I don’t think I could do a rural Washington review without mentioning Kurt Cobain’s influence, obviously the most visible of the geographic scene, but also a surprisingly versatile musician and songwriter once you get past the grunge thing. Blau channels Cobain in both composition and style in a few places, in particular the overdriven acoustic guitar that recalls Nirvana’s not-quite-Unplugged performance for MTV. It works really well, and switches things up a little bit here and there, in particular the pocket-sized “Dragon Song,” the train-shuffly “Hold on Joe,” and “Man Who Sold the World (Nirvana cover)” dead ringer “Notion.” He dials it back down to close the album, with the delightfully Yo La Tengo–esque meditative “Ode to Ocean” and the pastoral waltz “Ode to Demons” before stripping off his Lou Barlow slacks and donning a Nick Drake swimsuit (er, or something) for the beautiful “Shadows.” It’s certainly true that Karl Blau makes the most of his recording budget and K Records studio time (unless he’s recording at home, and he very well may be), layering his singular creations uniquely across the admittedly limited indie rock landscape. That he does so with such great success speaks to the skill with which he wields his tools.
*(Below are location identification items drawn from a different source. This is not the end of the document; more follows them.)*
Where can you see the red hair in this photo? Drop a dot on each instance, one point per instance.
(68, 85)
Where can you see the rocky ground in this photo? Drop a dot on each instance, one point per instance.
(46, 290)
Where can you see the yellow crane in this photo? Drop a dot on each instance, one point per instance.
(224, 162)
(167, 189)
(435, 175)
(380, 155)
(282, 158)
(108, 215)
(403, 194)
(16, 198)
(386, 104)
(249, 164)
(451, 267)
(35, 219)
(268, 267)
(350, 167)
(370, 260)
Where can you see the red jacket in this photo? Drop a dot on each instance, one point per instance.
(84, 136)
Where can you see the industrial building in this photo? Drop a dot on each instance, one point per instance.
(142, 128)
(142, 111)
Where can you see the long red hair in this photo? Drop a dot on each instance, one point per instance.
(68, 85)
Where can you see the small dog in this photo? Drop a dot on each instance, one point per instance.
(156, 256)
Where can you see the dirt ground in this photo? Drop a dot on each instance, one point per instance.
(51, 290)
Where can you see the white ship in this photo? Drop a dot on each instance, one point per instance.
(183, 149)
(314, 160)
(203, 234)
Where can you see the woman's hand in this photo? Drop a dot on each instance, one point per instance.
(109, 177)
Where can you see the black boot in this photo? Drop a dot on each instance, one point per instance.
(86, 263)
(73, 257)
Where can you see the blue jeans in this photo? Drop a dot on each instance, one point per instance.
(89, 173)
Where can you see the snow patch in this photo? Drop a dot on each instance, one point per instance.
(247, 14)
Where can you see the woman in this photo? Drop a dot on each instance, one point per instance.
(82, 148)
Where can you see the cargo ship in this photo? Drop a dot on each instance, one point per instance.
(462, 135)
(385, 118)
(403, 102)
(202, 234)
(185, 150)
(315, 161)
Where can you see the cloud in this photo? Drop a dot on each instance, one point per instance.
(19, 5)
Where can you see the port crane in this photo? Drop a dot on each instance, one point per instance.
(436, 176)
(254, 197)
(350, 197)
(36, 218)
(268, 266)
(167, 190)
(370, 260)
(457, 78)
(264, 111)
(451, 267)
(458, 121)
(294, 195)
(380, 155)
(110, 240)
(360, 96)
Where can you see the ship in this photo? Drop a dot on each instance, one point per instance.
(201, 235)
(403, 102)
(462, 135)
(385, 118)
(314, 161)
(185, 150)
I’m glad to have (re)discovered Karl Blau – I’m pleased I didn’t give up on him. It’s so refreshing to hear myself ask unorthodox questions as I’m spinning a record, and the fact that I did on this go-round is a certainty that Blau has done something right to hold your attention. So don’t be surprised if any of these questions cross your mind throughout Beneath Waves: “Have I heard a cooler flute breakdown than the one in ‘Dragon Song’?” “Is that awfully sloppy guitar in ‘Into the Nada’ intentional?” “How did he get through the entirety of ‘Notion’ without once rhyming the title and ‘ocean’?” “This dude plays in Earth?” It just means you’re listening to it the right way.